Author: Samara Eberlin

Published at: December 21, 2020

Journal of the American Academy of Dermatology, 83(6) Supplement 1, AB161, 2020.

DOI: http://dx.doi.org/10.1016/j.jaad.2020.06.734

Samara Eberlin, Gustavo Facchini, Michelle Sabrina da Silva, Gustavo Henrique da Silva, Ana Lúcia Tabarini Alves Pinheiro, Adilson Costa.

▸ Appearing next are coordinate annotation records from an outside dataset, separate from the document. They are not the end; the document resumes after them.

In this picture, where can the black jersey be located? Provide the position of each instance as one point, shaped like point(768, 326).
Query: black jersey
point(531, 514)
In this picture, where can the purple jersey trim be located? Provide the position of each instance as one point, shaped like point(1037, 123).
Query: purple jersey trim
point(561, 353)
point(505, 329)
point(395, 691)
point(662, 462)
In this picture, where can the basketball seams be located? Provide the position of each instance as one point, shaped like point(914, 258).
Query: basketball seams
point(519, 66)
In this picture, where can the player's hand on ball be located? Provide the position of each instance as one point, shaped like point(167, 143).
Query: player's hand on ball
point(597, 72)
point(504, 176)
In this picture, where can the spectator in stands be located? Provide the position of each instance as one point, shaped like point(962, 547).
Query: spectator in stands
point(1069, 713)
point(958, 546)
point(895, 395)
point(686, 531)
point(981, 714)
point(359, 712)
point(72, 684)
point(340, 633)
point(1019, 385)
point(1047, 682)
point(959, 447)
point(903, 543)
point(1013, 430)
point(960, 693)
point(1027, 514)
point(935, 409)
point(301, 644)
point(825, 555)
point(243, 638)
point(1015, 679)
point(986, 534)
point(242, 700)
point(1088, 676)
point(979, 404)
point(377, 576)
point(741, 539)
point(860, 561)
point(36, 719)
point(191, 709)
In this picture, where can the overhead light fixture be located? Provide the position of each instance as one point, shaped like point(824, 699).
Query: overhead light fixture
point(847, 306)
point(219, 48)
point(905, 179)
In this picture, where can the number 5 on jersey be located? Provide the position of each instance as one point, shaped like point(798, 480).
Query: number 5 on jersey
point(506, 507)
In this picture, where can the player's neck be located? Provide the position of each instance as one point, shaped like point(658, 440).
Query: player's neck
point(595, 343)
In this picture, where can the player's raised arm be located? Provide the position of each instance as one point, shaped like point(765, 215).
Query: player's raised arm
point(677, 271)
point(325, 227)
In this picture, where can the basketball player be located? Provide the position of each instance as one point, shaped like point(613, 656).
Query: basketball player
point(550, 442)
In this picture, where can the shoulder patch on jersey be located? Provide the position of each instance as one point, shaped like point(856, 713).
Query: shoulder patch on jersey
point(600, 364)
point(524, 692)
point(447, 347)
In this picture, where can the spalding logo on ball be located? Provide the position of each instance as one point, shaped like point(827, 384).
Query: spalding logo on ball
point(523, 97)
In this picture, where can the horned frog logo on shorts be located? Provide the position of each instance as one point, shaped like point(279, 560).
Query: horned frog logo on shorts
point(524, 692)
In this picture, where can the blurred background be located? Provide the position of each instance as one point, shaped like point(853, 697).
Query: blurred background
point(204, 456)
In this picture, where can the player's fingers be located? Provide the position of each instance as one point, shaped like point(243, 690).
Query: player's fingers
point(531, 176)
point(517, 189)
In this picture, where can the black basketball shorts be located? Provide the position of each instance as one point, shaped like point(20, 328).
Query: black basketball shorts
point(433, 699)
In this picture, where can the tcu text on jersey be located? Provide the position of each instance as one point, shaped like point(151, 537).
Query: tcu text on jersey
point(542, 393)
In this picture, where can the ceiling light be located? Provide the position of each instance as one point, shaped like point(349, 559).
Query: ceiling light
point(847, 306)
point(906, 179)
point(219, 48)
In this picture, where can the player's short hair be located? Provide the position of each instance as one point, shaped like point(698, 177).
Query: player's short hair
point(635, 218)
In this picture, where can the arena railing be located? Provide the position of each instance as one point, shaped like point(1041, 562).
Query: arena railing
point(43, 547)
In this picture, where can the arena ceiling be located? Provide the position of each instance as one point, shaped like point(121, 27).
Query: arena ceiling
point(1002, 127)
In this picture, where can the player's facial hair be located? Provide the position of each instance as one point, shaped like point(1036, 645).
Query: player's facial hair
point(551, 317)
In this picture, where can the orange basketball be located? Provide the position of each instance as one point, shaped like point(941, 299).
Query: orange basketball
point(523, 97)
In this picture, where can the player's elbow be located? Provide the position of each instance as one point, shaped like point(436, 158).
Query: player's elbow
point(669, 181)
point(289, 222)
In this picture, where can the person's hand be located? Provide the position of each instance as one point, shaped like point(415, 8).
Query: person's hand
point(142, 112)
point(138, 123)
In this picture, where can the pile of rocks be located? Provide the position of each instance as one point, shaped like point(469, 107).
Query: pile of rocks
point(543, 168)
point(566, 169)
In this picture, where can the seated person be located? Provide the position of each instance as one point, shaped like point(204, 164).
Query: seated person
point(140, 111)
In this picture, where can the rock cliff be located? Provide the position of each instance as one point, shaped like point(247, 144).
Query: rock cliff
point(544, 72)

Atopic dermatitis (AD) is a chronically relapsing inflammatory disease associated with genetic predisposition and environmental factors. Altered immune response and skin barrier dysfunction are mainly responsible for the onset of skin lesions characterized by severe itching. Affected patients are highly sensitized to house dust mites, such as Dermatophagoides farinae (DF), which is considered a common environmental allergen causing AD. Among the abnormalities in the epidermal barrier, changes in the lipid profile of the stratum corneum are highlighted, with the most notable feature being the decrease in ceramide levels. In addition, there is a reduction in the levels of envelope proteins filaggrin, involucrin, and loricrin. An ex vivo AD model was developed using skin fragments obtained from elective plastic surgery and subjected to epidermal barrier disruption with 4% sodium lauryl sulfate. Additionally, the skin was exposed to DF extract for two consecutive days. Skin fragments were collected, fixed, and cryopreserved for immunofluorescence evaluation of filaggrin, involucrin, loricrin, and sphingomyelin synthase. Our results revealed that the human experimental AD model was able to satisfactorily mimic skin characteristics of AD by significantly reducing the filaggrin, involucrin, and loricrin labeling when compared to the control group. Labeling for sphingomyelin synthase - which is directly related to ceramide synthesis - also dropped considerably. Fragments of ex vivo human skin constitute the experimental model that most closely approximates real conditions for evaluating the efficacy and safety of topically applied products. These findings strongly suggest that this model can be useful not only for elucidating AD pathogenesis but also for evaluating novel therapeutic agents.